Head-turning heels, gowns and furs enhanced the awards-show vibe at the Sammys
There were beards and bandannas, sequins and shawls. Attendees at Friday night’s Syracuse Area Music Awards (Sammys) wore all sorts of styles from classic tailcoats to leather fringe jackets. Many guests were there not only to honor great local musicians, but for an excuse to dig out their most fashionable outfits from the back of their closets. Even the guy in the Carharrt overalls couldn’t dampen the fab mood.
The event was held for the second year at the OnCenter, while past Sammys have taken place at the Landmark Theatre and outdoors during the Taste of Syracuse. Guests wore outfits of all kinds, from the ever-casual men’s suit jacket with blue jeans combination to ladies in fur coats and high heels. Nothing was unusual or too outlandish—this is Syracuse—but the participation spoke to the power of social media.
Marcellus-based singer-songwriter Joanne Perry was the ringleader of this year’s Sammy fashion movement. She posted a Facebook message to a good number of the women of Syracuse music, encouraging them to glam it up for this year’s show. During the pre-show cocktail reception, she voiced her hope that the fashion response could lead to a red carpet at next year’s event. Her enthusiasm was shared by others who like dressing up but rarely get the chance, and she participated by wearing a stylish pink fauxfur stole over a deep-blue gown.For many women (although they were hesitant to admit it), finds at thrift stores were the secret to their outfits. They credited the Salvation Army or Goodwill as the provider of their unique necklaces or dresses. Vintage is, of course, all the rage these days and, for many of the fabulously dressed ladies, vintage clothing evoked the air of classic Hollywood award shows.
Jo Anne Bakeman recalled wearing a “silly red pantsuit” that was the subject of many conversations at the Sammy Awards 15 years ago. The Sammys had been held at the Landmark that year, which added a traditional feel and certain amount of class to the show. This year, Bakeman dressed entirely in blue, from her royal eyeliner right down to her strappy blue sandals. She picked the color in order to coordinate with the “blue bling” button covers worn by her date, local guitar virtuoso Mark Hoffmann, who looked mighty spiffy himself in a tuxedo, bow tie and white silk scarf.

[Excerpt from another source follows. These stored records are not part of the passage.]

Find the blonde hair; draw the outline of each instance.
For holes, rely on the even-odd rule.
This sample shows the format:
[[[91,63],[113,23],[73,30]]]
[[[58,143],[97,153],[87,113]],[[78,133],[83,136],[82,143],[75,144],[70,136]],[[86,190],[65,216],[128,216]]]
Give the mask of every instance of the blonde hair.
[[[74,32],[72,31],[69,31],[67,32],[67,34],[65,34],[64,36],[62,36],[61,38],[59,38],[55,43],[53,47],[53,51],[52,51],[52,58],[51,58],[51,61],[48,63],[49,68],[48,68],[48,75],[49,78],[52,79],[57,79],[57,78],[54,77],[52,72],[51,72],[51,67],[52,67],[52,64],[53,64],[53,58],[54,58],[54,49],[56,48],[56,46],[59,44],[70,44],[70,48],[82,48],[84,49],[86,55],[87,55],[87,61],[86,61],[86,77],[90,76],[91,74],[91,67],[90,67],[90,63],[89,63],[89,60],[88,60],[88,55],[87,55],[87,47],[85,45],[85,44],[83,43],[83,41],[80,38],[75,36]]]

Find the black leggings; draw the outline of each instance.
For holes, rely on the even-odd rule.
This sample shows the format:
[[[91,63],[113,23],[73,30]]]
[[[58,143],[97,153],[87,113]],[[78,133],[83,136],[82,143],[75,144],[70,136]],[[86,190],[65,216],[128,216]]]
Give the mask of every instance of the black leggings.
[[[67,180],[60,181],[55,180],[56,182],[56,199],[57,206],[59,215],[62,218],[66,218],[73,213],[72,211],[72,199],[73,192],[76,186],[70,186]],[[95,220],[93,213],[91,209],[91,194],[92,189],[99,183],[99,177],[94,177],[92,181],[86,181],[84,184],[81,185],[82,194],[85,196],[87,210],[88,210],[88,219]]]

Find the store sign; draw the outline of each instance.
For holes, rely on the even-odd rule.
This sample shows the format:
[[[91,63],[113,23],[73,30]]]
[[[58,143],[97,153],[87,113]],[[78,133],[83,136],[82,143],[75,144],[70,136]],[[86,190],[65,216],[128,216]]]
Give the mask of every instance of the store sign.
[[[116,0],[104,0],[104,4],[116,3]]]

Longtime attendees of the Sammys were happy to dress up as a way to show respect to the musicians. Ellen Agnew, who wore a luxurious fur wrap atop her long dress, has been attending for years and loves to see musicians awarded for their hard work. “It’s nice that everybody gets an evening to celebrate the talent in the city,” says Agnew.

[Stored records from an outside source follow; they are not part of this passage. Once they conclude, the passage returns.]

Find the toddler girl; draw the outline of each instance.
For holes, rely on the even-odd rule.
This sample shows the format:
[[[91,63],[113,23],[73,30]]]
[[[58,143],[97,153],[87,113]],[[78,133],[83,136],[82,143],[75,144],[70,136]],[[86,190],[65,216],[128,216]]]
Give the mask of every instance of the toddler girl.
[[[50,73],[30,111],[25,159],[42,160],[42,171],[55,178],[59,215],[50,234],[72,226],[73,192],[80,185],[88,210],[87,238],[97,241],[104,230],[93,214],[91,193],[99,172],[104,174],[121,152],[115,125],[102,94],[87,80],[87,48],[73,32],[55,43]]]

Although most people dressed up for the occasion, it was not difficult to weed out band members and award nominees from the crowd. Leila Dean, band member of Just a Memory, looked every bit the rock queen in a gothic-punk outfit including a custom-made high-waisted skirt.

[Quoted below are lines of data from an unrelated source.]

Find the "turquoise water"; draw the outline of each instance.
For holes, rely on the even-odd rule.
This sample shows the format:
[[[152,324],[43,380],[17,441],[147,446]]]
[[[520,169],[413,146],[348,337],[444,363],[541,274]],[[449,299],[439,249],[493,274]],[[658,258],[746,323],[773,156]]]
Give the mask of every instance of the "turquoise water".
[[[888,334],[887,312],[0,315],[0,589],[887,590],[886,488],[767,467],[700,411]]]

Fishnet stockings with a back seam and a sliver sequined bow in her red, highlighted hair completed the look.
“Fashion is very important because your look is 75 percent of it,” said Dean. “People look at you before they hear you.”
The outfits donned by Silent Fury, nominated for Best Rock, were enough to divert everyone’s attention. The group showed up in purple Colonial-style costumes, complete with tri-cornered hats. A play on Veterans Day, which shared Nov. 11 with the Sammy Awards, the band claimed they were honoring the original veterans. The self-proclaimed “revolution ary gentlemen” amused guests by bowing to everyone they met.
Linda Terra supported her husband’s band by dressing up in “a very red and sparkly design.” She purchased the dress from Boom Babies, 489 Westcott St., which specializes in special occasion dresses and vintage clothing. “It’s so much fun to have a reason to get dolled up,” Terra noted. “It’s like having our own little runway.” Chris Terra, whose eponymous group had been nominated for Best Blues, complemented his wife in his black-andgold outfit, accented by a bolo tie and stylish chapeaux.
While not nominated this year, John Puma made quite an entrance in a scarlet suit, with fur-faced lapels, red shoes and ruby-tinted cane; ivory accents completed the look. The fashion statement came from Bergan Brothers, 328 S. Salina St., outfitters of church-going men, journalistic legends and, now, apparently, bandleaders. “I made sure to keep the purple shoes at home,” Puma joked. “Only Walt Shepperd gets to wear those out in public.”
The award show was completely sold out.
Few seats in the ballroom went unoccupied and many people were left standing. Nothing could be more honoring to musicians than a crowd of fashionable supporters. Bakeman thinks dressing up was not only enjoyable, but the perfect method to convey her appreciation. “It’s a great way to show respect for the music and musicians and their place in the Syracuse cultural scene.”